Quentin Tarantino ad un giornalista: “Non sono la tua scimmia!” (VIDEO)
Tempi duri per uno dei registi più amati di sempre, Quentin Tarantino. Il suo ultimo capolavoro è stato battuto da “Texas Chainsaw 3D” nei botteghini americani e in piena campagna promozionale è stato intervistato da uno degli anchorman di Channel 4 News, Krishnan Guru-Murthy. I due hanno dato vita ad un'intervista senza precedenti, in cui Tarantino si è rifiutato di rispondere alle domande del giornalista. La discussione era iniziata nel migliore dei modi, con il regista che con fare rilassato tesseva le lodi del suo capolavoro Django. Dopo aver dichiarato di essere fiero di aver affrontato il tema della schiavitù (in America è un argomento ancora controverso e delicato) e di aver sollevato il dibattito, portando le persone ad interrogarsi sulla propria storia, ha affermato di aver voluto creare dalla sua penna una sorta di eroe nero:
Ho voluto dare agli schiavi americani un proprio eroe, che avrebbe ripagato con la stessa moneta dell'epoca, il sangue. Anche le persone a cui non è piaciuto il film
"Perché le piace girare film violenti?" – Un fraintendimento tra i due ha generato in Quentin una reazione piccata, in seguito alla domanda su come mai gli piaccia dirigere sempre "film violenti". La risposta del regista dapprima è stata ironica:
Non so, è come chiedere a Judd Apatow come mai adori dirigere commedie
Il fastidio è percepibile e Tarantino si è difense spiegando che la violenza nei suoi film è catartica, arriva per un motivo ben preciso; è vero che in Django c'è anche brutalità ai danni degli schiavi, ma la catarsi di cui l'eroe Django è protagonista ha lo scopo di rendere pan per focaccia con i suoi "padroni" una sorta di vendetta sull'idea del "sangue per sangue".

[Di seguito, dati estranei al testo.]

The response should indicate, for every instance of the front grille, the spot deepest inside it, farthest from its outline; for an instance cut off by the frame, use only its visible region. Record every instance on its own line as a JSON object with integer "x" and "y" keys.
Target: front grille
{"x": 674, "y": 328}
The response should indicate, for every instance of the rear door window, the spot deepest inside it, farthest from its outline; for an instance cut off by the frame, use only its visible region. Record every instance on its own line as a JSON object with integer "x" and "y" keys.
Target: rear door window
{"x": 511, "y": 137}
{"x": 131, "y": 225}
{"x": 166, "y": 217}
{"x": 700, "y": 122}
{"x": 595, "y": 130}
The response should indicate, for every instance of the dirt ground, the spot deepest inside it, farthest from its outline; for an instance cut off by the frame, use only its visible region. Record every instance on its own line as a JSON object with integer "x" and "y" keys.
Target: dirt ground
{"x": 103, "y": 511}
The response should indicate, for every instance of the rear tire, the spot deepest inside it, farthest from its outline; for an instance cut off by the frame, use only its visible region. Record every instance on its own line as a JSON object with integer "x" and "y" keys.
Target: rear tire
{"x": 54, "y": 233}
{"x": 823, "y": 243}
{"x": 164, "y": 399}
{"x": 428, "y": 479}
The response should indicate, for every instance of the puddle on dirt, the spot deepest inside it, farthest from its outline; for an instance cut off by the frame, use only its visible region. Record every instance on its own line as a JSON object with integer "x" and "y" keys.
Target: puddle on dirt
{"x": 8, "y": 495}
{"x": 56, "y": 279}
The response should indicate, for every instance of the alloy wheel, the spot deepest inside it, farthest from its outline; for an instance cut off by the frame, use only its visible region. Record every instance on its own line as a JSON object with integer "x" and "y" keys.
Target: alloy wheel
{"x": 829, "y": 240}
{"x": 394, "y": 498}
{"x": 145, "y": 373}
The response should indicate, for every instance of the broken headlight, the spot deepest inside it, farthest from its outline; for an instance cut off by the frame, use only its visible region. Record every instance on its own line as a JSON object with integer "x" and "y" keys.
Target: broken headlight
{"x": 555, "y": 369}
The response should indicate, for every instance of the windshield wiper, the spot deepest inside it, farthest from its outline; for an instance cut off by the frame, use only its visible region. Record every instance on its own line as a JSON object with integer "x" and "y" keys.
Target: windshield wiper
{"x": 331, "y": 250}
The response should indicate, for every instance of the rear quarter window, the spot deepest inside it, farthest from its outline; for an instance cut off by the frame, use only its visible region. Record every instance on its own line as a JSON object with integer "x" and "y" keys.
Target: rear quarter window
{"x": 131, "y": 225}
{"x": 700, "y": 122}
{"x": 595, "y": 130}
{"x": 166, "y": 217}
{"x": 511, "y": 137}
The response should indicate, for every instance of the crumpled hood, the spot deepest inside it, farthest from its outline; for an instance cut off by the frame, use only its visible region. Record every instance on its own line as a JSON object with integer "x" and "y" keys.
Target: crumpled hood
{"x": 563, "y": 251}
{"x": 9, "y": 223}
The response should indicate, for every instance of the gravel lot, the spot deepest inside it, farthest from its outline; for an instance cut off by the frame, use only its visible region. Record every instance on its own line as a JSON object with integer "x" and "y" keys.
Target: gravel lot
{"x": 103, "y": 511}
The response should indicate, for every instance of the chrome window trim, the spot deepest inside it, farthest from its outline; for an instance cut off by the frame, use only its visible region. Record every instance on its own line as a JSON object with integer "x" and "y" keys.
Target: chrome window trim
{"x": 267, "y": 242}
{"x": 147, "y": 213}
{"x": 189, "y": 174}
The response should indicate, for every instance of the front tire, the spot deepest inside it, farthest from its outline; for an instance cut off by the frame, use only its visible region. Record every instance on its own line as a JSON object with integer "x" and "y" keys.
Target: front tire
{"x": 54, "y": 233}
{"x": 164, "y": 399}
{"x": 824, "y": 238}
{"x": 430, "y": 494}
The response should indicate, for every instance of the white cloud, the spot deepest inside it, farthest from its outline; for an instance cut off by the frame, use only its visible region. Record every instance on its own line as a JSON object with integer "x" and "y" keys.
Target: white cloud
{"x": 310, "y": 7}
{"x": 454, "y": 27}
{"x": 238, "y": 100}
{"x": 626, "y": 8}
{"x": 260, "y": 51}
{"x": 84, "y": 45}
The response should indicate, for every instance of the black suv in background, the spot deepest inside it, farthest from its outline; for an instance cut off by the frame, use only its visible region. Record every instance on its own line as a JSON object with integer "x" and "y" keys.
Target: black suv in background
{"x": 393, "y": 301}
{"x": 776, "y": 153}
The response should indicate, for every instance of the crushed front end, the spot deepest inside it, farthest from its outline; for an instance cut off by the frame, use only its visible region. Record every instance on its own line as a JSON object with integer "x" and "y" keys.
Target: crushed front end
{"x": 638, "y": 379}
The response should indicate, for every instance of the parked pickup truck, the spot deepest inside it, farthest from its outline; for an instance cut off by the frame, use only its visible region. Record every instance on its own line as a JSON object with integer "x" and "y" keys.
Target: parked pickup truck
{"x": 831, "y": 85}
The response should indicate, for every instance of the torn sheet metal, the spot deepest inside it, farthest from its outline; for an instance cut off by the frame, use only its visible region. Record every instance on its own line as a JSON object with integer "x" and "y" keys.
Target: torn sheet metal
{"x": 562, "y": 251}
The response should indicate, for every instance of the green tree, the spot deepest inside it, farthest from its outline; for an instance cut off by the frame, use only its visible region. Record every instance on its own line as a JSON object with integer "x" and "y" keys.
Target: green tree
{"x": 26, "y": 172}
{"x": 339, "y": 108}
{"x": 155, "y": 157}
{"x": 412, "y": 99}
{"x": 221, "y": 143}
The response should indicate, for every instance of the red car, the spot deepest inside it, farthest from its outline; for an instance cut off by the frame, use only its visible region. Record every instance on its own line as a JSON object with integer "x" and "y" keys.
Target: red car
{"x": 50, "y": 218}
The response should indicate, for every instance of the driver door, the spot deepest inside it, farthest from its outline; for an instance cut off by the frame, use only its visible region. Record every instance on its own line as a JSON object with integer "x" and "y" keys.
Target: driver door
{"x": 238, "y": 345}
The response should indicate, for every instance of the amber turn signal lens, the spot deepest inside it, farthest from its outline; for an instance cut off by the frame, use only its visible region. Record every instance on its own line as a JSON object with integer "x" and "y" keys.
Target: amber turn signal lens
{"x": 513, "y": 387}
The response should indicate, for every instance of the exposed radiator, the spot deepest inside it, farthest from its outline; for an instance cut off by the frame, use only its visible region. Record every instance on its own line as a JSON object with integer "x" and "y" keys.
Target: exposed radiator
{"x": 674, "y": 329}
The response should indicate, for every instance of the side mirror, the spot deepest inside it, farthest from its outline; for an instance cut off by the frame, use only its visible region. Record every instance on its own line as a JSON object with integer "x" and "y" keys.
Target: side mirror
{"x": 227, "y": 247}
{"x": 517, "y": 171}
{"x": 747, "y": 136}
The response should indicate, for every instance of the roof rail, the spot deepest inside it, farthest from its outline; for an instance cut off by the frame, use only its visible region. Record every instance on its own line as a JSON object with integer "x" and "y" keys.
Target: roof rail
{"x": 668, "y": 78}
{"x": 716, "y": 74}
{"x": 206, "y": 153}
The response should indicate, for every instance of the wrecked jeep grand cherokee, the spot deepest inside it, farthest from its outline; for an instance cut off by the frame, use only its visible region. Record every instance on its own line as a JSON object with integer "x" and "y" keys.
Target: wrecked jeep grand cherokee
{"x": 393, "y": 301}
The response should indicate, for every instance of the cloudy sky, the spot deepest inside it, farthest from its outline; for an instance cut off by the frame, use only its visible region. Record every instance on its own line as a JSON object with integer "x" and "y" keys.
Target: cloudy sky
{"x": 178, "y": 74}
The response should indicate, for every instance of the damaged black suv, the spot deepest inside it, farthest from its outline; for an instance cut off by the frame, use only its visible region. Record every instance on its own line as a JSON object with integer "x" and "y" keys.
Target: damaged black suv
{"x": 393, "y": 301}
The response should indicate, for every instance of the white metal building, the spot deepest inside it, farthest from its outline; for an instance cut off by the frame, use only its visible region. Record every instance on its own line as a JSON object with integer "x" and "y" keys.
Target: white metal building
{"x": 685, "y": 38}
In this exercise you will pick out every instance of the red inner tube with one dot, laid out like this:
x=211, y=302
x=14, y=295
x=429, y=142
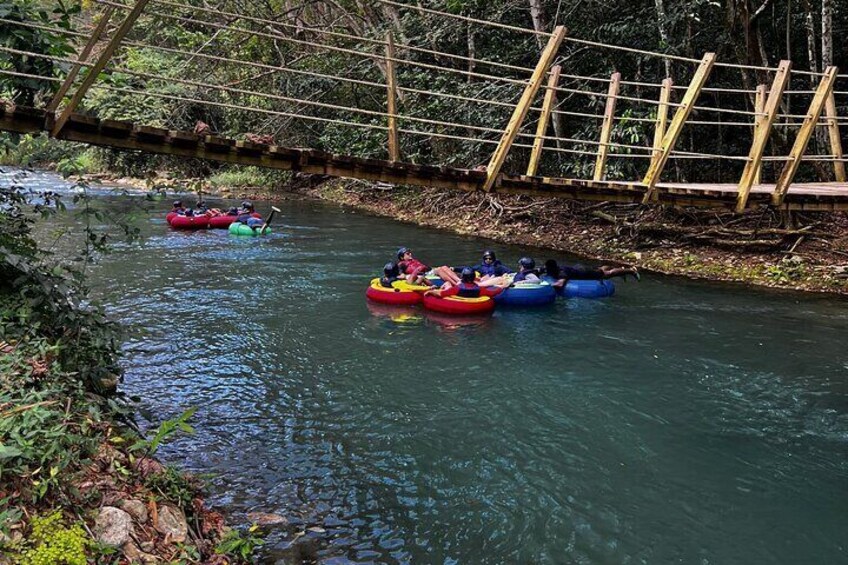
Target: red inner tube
x=396, y=297
x=458, y=307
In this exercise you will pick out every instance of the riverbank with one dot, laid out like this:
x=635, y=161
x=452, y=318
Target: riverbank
x=756, y=248
x=804, y=252
x=79, y=482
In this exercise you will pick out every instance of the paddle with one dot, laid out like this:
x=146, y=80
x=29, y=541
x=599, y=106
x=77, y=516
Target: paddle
x=267, y=223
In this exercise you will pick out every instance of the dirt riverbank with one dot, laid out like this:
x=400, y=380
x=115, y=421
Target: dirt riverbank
x=806, y=252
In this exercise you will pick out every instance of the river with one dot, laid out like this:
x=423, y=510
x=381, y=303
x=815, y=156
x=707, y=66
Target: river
x=678, y=421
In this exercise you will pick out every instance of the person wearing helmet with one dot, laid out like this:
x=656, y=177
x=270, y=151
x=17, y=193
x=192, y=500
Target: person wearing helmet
x=467, y=287
x=412, y=268
x=526, y=271
x=391, y=273
x=564, y=273
x=178, y=208
x=248, y=216
x=490, y=266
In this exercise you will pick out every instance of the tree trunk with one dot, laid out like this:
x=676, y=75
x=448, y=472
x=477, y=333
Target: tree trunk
x=662, y=28
x=537, y=14
x=827, y=33
x=809, y=26
x=472, y=51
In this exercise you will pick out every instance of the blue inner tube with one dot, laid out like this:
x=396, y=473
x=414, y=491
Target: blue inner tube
x=527, y=294
x=585, y=288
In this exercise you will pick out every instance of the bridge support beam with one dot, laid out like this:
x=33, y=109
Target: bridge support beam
x=521, y=109
x=606, y=127
x=391, y=79
x=835, y=138
x=97, y=68
x=544, y=119
x=760, y=110
x=823, y=91
x=762, y=131
x=659, y=160
x=662, y=115
x=83, y=57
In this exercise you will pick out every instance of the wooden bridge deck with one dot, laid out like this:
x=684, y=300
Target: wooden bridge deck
x=125, y=135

"Non crede che agli spettatori piacciano le sue scene violente così come piaccia la violenza nella vita reale?" – L'intento di Krishnan Guru-Murthy è stato quello di insinuare che forse, in un momento in cui gli States sono ancora scioccati per le continue tragedie, non sia stata una buona idea trasmettere sullo schermo una serie di efferatezze come in Django. La domanda è stata emblematica in tal senso: "Perché andare al cinema e godere di una scena violenta?". Basito, Tarantino ha replicato:
E' un film, è fantasia, non c'è niente di reale. E' semplicemente fantasia, ti siedi e sai che stai guardando uno show. E' come guardare un film di kung-fu e un uomo da solo riesce a farne fuori 100 con le sue mosse. E' divertimento!

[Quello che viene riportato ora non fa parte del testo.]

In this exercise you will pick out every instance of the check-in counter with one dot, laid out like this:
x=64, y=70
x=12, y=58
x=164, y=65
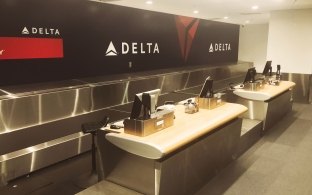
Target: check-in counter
x=176, y=160
x=268, y=104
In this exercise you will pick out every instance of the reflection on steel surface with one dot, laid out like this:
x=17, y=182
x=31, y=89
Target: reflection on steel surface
x=30, y=106
x=30, y=110
x=36, y=157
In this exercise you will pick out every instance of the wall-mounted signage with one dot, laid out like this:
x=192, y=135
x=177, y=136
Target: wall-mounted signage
x=133, y=48
x=30, y=48
x=87, y=38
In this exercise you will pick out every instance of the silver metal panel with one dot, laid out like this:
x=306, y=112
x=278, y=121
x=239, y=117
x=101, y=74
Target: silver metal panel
x=63, y=104
x=302, y=91
x=277, y=108
x=103, y=96
x=25, y=108
x=181, y=172
x=33, y=158
x=17, y=113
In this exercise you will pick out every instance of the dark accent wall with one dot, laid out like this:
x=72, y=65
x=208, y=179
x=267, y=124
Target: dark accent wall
x=87, y=28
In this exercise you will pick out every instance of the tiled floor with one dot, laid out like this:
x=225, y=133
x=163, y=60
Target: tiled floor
x=279, y=163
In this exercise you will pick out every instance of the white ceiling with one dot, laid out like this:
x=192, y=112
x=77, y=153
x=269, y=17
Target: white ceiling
x=237, y=11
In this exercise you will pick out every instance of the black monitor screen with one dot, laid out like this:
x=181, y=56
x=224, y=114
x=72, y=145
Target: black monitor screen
x=144, y=104
x=267, y=70
x=250, y=75
x=206, y=91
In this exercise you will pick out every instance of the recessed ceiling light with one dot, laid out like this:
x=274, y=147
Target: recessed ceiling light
x=255, y=7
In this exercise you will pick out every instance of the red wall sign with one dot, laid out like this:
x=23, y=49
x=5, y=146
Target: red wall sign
x=30, y=48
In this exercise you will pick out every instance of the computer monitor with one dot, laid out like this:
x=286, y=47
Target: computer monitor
x=206, y=91
x=250, y=75
x=267, y=70
x=144, y=104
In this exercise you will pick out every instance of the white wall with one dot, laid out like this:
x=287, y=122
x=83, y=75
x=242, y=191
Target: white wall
x=253, y=40
x=290, y=40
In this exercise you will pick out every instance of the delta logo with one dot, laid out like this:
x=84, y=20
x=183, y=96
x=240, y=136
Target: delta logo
x=219, y=47
x=132, y=48
x=40, y=31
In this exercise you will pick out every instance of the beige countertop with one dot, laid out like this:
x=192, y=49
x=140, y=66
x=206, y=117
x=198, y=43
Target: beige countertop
x=268, y=92
x=186, y=128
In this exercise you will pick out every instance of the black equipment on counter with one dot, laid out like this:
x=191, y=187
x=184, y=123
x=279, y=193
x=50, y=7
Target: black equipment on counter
x=250, y=75
x=267, y=71
x=278, y=72
x=92, y=127
x=206, y=91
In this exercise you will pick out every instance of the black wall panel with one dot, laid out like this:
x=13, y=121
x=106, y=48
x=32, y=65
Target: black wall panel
x=87, y=28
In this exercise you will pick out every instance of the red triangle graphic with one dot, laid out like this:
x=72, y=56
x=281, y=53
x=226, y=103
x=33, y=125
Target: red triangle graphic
x=186, y=27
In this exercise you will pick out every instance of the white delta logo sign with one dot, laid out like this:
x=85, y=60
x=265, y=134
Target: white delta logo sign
x=40, y=31
x=219, y=47
x=133, y=48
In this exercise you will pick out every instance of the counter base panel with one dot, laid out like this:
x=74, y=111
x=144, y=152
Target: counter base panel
x=181, y=172
x=270, y=111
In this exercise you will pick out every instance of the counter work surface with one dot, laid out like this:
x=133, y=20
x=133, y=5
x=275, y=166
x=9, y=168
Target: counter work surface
x=186, y=128
x=268, y=92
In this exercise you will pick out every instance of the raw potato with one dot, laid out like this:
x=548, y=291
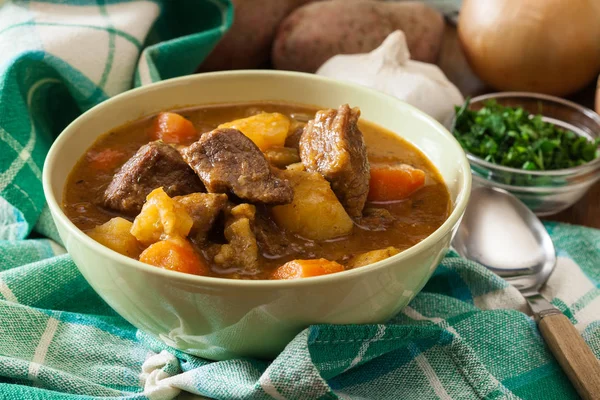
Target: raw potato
x=315, y=213
x=372, y=257
x=248, y=43
x=160, y=218
x=312, y=34
x=115, y=234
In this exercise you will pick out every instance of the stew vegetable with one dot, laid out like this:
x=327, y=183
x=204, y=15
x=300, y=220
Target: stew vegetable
x=256, y=191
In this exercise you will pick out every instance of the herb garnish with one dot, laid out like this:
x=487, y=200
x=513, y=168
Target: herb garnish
x=514, y=138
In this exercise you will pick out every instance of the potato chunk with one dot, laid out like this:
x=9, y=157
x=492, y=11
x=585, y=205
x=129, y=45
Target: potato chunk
x=265, y=129
x=115, y=234
x=315, y=213
x=306, y=268
x=372, y=257
x=176, y=254
x=161, y=217
x=241, y=251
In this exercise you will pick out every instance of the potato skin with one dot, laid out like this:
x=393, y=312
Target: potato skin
x=312, y=34
x=315, y=213
x=248, y=42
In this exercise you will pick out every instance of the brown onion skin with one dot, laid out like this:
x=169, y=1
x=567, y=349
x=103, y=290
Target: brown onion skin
x=598, y=96
x=545, y=46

L'anchorman però non si è arreso e gli ha chiesto: "E' sicuro che non ci sia un legame tra godere al cinema di una scena pregna di sangue e godere della violenza anche nella vita reale?". Il riferimento è inequivocabile ma il regista si è rifiutato di rispondere alla domanda:
Perché sono sicuro che non esista questo tipo di legame? Non mi faccia domande come questa. Mi rifiuto di rispondere. Non sono il tuo schiavo e tu non sei il mio padrone. Non puoi farmi "ballare secondo il tuo ritmo", non sono la tua scimmia ammaestrata.

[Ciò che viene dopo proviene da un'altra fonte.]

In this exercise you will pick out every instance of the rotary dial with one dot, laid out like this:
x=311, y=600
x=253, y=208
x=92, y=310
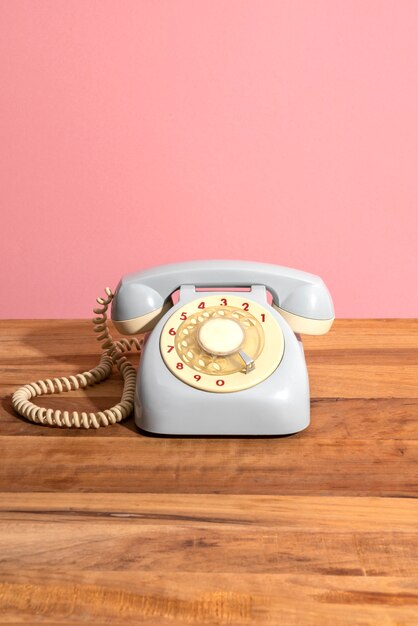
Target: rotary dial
x=222, y=344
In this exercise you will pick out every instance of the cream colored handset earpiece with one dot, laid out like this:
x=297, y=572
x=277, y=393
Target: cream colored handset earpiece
x=216, y=362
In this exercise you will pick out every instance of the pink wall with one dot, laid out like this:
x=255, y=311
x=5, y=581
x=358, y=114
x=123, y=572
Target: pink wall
x=136, y=133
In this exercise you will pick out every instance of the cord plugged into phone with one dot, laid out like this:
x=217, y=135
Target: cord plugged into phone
x=216, y=362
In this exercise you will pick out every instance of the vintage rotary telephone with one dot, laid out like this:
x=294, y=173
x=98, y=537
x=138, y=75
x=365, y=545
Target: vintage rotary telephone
x=216, y=362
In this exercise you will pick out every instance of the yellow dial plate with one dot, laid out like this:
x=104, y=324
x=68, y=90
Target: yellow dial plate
x=201, y=343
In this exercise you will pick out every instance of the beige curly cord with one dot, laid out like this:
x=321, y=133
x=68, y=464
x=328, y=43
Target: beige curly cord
x=113, y=354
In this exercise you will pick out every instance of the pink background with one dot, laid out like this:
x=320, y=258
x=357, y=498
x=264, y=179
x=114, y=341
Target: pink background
x=135, y=133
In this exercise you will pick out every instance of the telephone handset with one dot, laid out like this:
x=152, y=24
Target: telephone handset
x=217, y=362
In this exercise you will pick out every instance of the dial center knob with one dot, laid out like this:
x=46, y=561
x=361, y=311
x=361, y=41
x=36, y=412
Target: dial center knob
x=220, y=336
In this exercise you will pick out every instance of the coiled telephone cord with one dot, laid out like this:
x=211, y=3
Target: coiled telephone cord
x=113, y=354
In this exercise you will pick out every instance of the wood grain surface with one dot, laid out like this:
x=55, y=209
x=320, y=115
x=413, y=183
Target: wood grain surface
x=117, y=527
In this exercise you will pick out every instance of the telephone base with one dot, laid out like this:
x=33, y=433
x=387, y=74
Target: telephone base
x=277, y=406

La tensione tra i due è diventata palpabile e il giornalista verso fine intervista ha fatto il nome del protagonista Jamie Foxx, a proposito di una sua dichiarazione circa la violenza nei film; Tarantino lo ha fermato prima ancora che avesse terminato la domanda: "Dovresti chiederlo a lui, sono sicuro che è ancora qui fuori." Infine il regista ha cercato di chiudere la piccola querelle spiegando:
Sono qui per promuovere il mio film, non voglio parlare di qualcosa di cui TU vuoi che io parli. Non è mia intenzione parlare delle implicazioni della violenza. Non ho mai voluto, sai perché? Perché ne ho già parlato in precedenza e ho detto tutto quello che dovevo. Se qualcuno è interessato a sapere come la penso, può cercare in Google; ho già detto come la pensavo e negli ultimi 20 anni non ho cambiato idea.
L'anchorman ha provato ad uscire dalla situazione imbarazzante spiegando che il suo lavoro è quello di fare domande interessanti che scavino negli argomenti; e, ci permettiamo di aggiungere noi, cercando di non proporre un'intervista al totale asservimento di promozione di un film.